In the  dark of the  night in the forsaken wastes of the southwestern united states there  lies a Petroform. There are thousands of such "rock art" formations scattered throughout the continent and more thousands throughout the world. They'd always been there since before living memory of the local peoples.
This one began to glow.....
.......starting as a faint luminosity barely discernible by the naked eye it got brighter and brighter. Had one the resources it might have been instructive to note that vastly greater energies were hinted at in the sub and supra visible spectrum than were visible to the naked eye. The Light was faint at first but then rapidly  increased in brightness. Colored light began to trace the shape of a portal. A portal the size of a truck shop door...if not somewhat larger began to appear.  First nebulously then increasingly bright and brighter and brighter yet....to crescendo, in absolute silence with a strobe of blinding brilliance.  It was as intense as the flash from a nuclear device, with no heat, shock nor sound.   Almost faster than the eye could follow, a shape emerged from the ray traced portal and sped away across the plains...... accompanied by the sound of a great wind.


The portal vanished like a popped soap bubble....and the petroform’s glow diminished and went away. Shortly it was as if nothing had happened.


***


Several hundred miles from the speeding shape a convoy carrying military equipment was rumbling down that same highway. It was a hi value convoy and had armed escorts both on land and in the air, it even had satellite surveillance.  The  instruments of the command truck noted the anomaly.
.
"We got a massive Electro-Magnetic Pulse behind us Cap'n" said the signals sargent.  
<yadda yadda...various Techno-chatter , baffle-gab, mil-speak , as would be expected. then a flight of BlackHawk Helicopters is dispatched to investigate, lethal force is authorized at the flight commander’s discretion>
****
A trio of BullRacks were rolling westbound across US Highway 50 in western Utah. Unknown to them they are   between the "anomaly and the convoy. . They were, as usual for cow-haulers, overloaded and speeding. The longer cows were on-board the more weight they lost. The more weight they lost the less the cow-haulers got paid. It was in the best interests of the cow-haulers bank account to absolutely minimize the time interval between loading and unloading. Triple digit speeds helped them achieve that goal. With the war of secession in full swing no one worried about speed limits.  The important thing was to get the job done. The beef they were carrying was destined to feed the resistance forces of the Second Republic of Texas.  The rally point was sparks nevada.  This trio was attempting to avoid the interstate and the hellfire missiles of Bambi.
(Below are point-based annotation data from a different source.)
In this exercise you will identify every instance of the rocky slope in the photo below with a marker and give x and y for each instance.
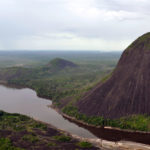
(127, 91)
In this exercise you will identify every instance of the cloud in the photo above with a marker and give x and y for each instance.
(72, 24)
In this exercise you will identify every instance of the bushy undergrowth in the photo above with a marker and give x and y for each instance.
(134, 122)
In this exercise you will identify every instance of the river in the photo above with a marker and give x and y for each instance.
(25, 101)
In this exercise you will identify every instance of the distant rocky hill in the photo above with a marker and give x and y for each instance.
(127, 91)
(60, 63)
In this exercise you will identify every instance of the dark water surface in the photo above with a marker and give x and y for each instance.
(25, 101)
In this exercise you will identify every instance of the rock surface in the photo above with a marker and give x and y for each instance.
(127, 91)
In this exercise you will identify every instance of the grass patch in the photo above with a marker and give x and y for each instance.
(30, 138)
(84, 144)
(62, 138)
(5, 144)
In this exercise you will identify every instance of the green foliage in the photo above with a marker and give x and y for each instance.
(84, 144)
(39, 126)
(135, 122)
(5, 144)
(62, 138)
(73, 111)
(30, 138)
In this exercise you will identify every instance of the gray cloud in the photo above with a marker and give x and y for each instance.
(72, 24)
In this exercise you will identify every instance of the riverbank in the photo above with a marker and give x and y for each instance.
(19, 132)
(46, 116)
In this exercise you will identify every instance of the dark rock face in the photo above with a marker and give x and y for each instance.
(127, 91)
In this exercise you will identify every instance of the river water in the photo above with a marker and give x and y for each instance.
(25, 101)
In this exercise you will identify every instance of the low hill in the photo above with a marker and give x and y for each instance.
(60, 63)
(127, 91)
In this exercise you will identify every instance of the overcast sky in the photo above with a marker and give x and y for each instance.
(72, 24)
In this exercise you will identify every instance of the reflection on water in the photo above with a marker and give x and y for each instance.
(25, 101)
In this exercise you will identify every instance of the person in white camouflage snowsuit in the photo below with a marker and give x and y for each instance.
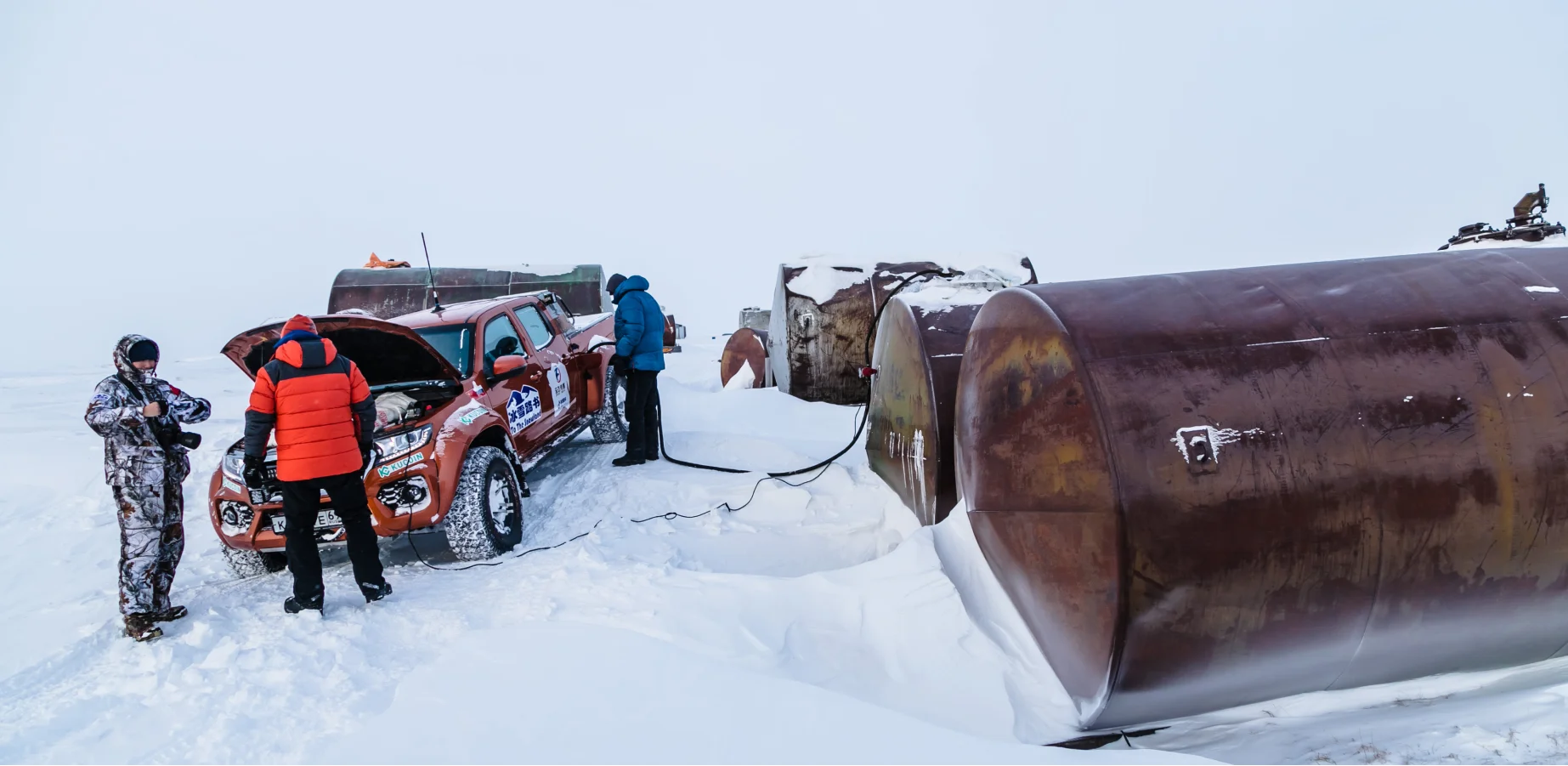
(131, 410)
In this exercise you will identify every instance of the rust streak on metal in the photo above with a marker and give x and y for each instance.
(1213, 489)
(745, 349)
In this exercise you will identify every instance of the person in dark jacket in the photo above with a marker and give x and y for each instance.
(325, 418)
(144, 465)
(640, 352)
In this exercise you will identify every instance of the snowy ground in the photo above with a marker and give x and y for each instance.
(819, 623)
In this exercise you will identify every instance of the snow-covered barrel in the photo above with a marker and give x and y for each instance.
(822, 316)
(1214, 489)
(755, 317)
(745, 355)
(910, 430)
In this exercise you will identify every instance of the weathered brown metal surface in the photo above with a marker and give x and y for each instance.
(819, 346)
(393, 292)
(1213, 489)
(745, 349)
(910, 434)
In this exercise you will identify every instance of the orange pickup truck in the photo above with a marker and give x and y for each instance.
(467, 399)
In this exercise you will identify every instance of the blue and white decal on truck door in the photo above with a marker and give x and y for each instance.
(523, 410)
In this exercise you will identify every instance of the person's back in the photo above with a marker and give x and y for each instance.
(323, 413)
(313, 396)
(640, 350)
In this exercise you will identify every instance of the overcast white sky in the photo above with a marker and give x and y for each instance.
(189, 170)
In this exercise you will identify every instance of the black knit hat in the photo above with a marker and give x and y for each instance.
(143, 350)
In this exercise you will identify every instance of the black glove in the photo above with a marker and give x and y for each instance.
(254, 471)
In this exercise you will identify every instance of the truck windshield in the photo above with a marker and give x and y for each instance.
(455, 343)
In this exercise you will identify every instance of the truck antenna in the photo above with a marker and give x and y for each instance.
(430, 272)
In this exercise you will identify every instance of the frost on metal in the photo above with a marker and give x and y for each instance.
(1203, 443)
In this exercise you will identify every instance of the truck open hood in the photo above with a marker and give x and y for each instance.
(384, 352)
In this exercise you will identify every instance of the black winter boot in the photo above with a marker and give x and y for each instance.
(295, 606)
(140, 627)
(375, 592)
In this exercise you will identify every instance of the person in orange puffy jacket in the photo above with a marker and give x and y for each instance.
(325, 417)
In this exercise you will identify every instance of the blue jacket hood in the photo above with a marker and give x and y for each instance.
(632, 283)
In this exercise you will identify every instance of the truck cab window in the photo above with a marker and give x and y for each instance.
(501, 339)
(535, 326)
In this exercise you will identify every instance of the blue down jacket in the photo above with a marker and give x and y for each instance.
(638, 326)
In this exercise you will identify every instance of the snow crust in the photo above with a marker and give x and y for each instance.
(1556, 241)
(822, 281)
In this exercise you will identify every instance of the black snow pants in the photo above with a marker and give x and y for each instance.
(151, 542)
(642, 413)
(302, 502)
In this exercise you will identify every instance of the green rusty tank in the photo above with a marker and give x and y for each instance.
(393, 292)
(910, 430)
(822, 315)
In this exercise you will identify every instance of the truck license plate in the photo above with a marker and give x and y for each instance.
(323, 519)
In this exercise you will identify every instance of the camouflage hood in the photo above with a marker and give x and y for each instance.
(126, 367)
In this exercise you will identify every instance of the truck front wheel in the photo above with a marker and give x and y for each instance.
(252, 564)
(486, 512)
(609, 423)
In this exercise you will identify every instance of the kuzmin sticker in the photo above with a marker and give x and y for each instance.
(560, 389)
(523, 410)
(397, 465)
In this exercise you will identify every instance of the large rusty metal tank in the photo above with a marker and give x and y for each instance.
(822, 315)
(747, 349)
(1213, 489)
(393, 292)
(910, 434)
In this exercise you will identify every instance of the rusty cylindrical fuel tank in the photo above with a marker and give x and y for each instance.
(747, 349)
(1213, 489)
(910, 432)
(822, 315)
(393, 292)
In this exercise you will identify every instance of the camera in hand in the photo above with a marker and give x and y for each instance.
(170, 435)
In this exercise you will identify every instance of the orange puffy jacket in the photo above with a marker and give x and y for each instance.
(320, 406)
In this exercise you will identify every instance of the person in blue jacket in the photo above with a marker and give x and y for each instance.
(638, 355)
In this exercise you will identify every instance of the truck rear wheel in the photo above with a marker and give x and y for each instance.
(609, 423)
(486, 512)
(252, 564)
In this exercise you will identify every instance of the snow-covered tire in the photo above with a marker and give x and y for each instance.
(609, 423)
(486, 512)
(252, 564)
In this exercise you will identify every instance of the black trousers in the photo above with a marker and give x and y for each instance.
(302, 501)
(642, 413)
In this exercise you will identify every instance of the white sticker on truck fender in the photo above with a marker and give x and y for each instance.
(560, 389)
(523, 410)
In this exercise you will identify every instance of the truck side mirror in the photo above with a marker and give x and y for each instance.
(508, 366)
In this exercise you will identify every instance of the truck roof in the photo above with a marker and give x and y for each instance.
(463, 313)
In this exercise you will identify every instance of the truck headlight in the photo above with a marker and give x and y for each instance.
(234, 517)
(234, 462)
(400, 445)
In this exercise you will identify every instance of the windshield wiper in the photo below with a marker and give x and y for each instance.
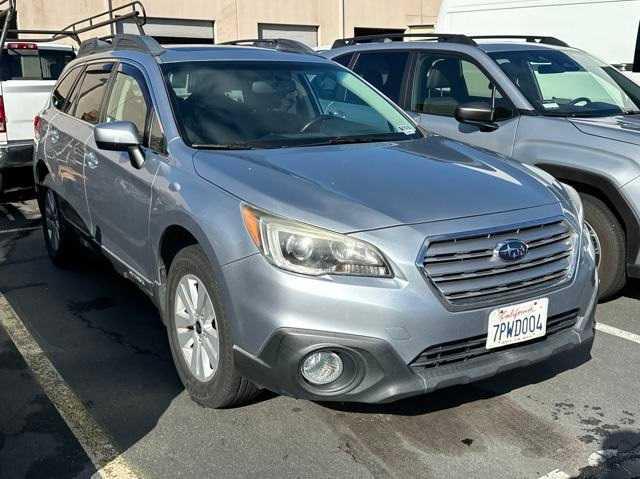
(224, 146)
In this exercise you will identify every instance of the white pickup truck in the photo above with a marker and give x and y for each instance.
(28, 73)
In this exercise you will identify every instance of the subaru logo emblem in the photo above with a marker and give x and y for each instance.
(512, 250)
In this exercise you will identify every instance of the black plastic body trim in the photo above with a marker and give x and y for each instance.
(614, 197)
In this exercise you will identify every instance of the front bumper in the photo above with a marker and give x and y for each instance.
(16, 177)
(382, 326)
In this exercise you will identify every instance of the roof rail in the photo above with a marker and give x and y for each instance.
(132, 10)
(280, 44)
(388, 37)
(528, 38)
(139, 43)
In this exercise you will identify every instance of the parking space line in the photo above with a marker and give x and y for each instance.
(605, 328)
(20, 230)
(94, 440)
(556, 474)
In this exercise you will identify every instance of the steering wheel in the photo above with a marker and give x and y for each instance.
(316, 121)
(580, 100)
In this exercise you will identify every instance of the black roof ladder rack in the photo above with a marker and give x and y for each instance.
(280, 44)
(528, 38)
(132, 10)
(389, 37)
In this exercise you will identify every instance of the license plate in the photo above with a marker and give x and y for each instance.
(517, 323)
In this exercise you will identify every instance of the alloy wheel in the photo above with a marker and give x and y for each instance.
(196, 327)
(595, 241)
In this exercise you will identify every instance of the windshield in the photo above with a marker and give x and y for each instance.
(33, 64)
(567, 83)
(277, 104)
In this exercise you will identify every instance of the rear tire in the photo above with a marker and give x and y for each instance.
(197, 334)
(58, 235)
(611, 242)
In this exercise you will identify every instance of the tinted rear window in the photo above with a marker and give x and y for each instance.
(33, 64)
(89, 99)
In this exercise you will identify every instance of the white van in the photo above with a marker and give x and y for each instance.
(607, 29)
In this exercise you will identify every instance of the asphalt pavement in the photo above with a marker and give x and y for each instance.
(103, 344)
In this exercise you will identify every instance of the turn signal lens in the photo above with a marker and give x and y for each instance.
(322, 367)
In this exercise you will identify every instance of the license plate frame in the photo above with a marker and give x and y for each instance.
(512, 324)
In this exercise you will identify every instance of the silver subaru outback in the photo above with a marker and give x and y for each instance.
(298, 232)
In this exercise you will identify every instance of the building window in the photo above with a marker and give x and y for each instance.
(306, 34)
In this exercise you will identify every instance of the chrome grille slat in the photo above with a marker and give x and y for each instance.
(507, 278)
(465, 269)
(509, 287)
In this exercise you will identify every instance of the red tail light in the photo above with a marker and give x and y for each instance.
(22, 46)
(37, 124)
(3, 117)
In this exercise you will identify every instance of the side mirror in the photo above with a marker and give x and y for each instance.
(120, 136)
(479, 114)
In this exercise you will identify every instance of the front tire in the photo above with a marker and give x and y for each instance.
(609, 241)
(200, 334)
(58, 235)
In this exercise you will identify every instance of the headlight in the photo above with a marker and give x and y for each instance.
(309, 250)
(576, 201)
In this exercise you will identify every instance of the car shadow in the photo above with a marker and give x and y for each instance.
(619, 457)
(631, 290)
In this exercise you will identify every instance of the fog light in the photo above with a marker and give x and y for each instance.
(322, 367)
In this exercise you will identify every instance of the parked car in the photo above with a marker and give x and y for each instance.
(536, 100)
(316, 245)
(615, 20)
(28, 72)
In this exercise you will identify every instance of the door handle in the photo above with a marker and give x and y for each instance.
(54, 135)
(91, 160)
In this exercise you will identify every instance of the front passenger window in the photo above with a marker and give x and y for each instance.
(127, 102)
(89, 100)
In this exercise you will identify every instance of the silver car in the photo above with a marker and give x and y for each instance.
(298, 232)
(535, 99)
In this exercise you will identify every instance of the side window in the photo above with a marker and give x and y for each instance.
(91, 93)
(344, 60)
(62, 93)
(156, 136)
(128, 102)
(384, 70)
(444, 82)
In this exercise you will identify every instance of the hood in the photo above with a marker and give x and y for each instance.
(618, 127)
(348, 188)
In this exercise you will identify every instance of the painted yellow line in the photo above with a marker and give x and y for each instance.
(621, 333)
(93, 439)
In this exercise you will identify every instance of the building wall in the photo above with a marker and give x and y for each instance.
(239, 18)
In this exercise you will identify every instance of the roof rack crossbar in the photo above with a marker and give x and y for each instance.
(122, 41)
(129, 10)
(281, 44)
(388, 37)
(546, 40)
(8, 15)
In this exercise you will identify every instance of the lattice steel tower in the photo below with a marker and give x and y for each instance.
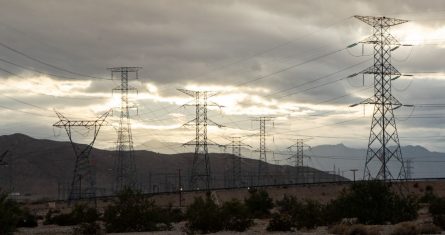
(383, 146)
(201, 174)
(124, 170)
(83, 184)
(298, 157)
(237, 176)
(262, 163)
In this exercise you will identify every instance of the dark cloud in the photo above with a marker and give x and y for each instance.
(225, 43)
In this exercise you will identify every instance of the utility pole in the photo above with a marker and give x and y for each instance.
(298, 157)
(237, 176)
(6, 162)
(353, 173)
(383, 145)
(409, 168)
(83, 184)
(124, 170)
(201, 173)
(262, 163)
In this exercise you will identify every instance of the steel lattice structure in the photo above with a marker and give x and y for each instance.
(298, 157)
(201, 176)
(384, 145)
(124, 170)
(262, 173)
(237, 176)
(83, 184)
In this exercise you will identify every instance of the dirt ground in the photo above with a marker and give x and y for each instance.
(321, 192)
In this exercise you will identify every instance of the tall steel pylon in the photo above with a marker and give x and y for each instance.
(6, 162)
(384, 145)
(262, 172)
(83, 184)
(237, 176)
(124, 170)
(409, 168)
(298, 157)
(201, 176)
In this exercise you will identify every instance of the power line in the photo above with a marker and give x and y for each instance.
(47, 64)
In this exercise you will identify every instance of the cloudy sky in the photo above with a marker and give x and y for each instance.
(285, 59)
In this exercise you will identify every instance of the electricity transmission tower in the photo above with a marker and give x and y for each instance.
(83, 184)
(383, 146)
(237, 177)
(201, 173)
(409, 168)
(262, 163)
(298, 157)
(124, 170)
(6, 162)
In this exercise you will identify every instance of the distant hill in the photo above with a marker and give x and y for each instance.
(43, 168)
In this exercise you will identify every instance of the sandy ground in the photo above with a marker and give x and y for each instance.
(321, 192)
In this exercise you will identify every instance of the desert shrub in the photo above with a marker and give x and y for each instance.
(174, 214)
(305, 214)
(357, 229)
(437, 210)
(204, 215)
(371, 202)
(133, 212)
(259, 203)
(429, 228)
(27, 219)
(10, 214)
(81, 213)
(428, 195)
(406, 228)
(235, 216)
(280, 222)
(339, 229)
(310, 215)
(88, 229)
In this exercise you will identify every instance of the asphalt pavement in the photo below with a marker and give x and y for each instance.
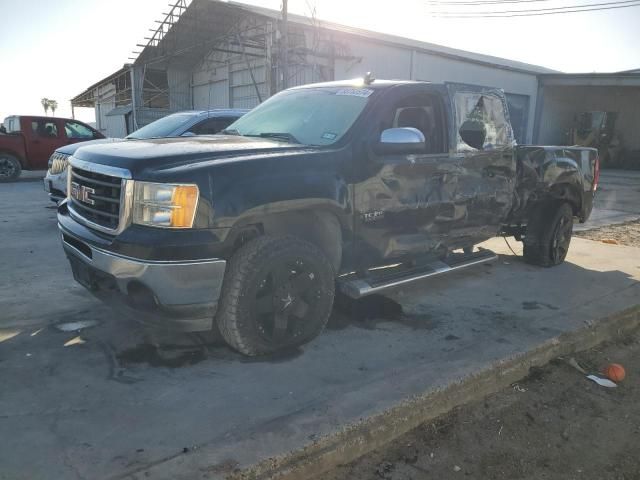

This stretch of Highway 50 was conducive to high speeds. As far as one could see in front, and equally far behind, horizon to horizon was flat as a billiard table. The highway was straight as a ruler. Normally there wasn't any traffic. Not this morning.


Moving along at speeds in excess of one hundred and ten miles per hour, spaced about a quarter of a mile apart...the trio was being overtaken
.
Quickly.


The driver of the rear bull rack first noticed the pursuit in his rear view mirror. He immediately informed his buddies using the CB radio.


"Hey ya'll" he said "...something coming up from behind ...REAL fast...it's gonna pass.".


" I wonder if it's the dawg" said one of the other drivers..." I heard he might be out....mash your motor...we got zero chance of keeping up with the dawg  but he's a hoot.  Make him work for it.".


So they did....each Peterbilt was powered by tricked out Caterpillar engines which displaced about a thousand cubic inches, and put out over six hundred horse power. Eighteen speed "double over-drive" transmissions and 3.23 "rears" provided a theoretical speed of over one fifty miles per hour. They had no idea how much more...their speedometers "bottomed out" at 120....and they were going faster than that.


The over taking apparition was brightly lit. Other truckers might have  thought it was an aircraft the way it skimmed along close to the surface of the highway. These guys knew better.  The dawg was out tonight and prowling. It rapidly overhauled them.  It was no "chicken truck". It was aerodynamically shaped and  had no wheels.  It levitated a foot off the ground and  there was no engine noise.
Just the wind and an ominious hum.


An observer properly located, say, on one of the blackhawks vectoring in from the convoy,  he would have observed three bull racks, hammer down, engines bellowing with smoke billowing from their twin stacks, screaming across the asphalt going as fast as they could go. Behind them and rapidly overtaking them was another, very odd looking machine which was DECELERATING so as not to pass the trio at too great of a speed. Upon catching up to the semi's the apparition strolled past them slowly....if one might consider a hundred and fifty miles  to a hundred and eighty miles an hour to be "strolling".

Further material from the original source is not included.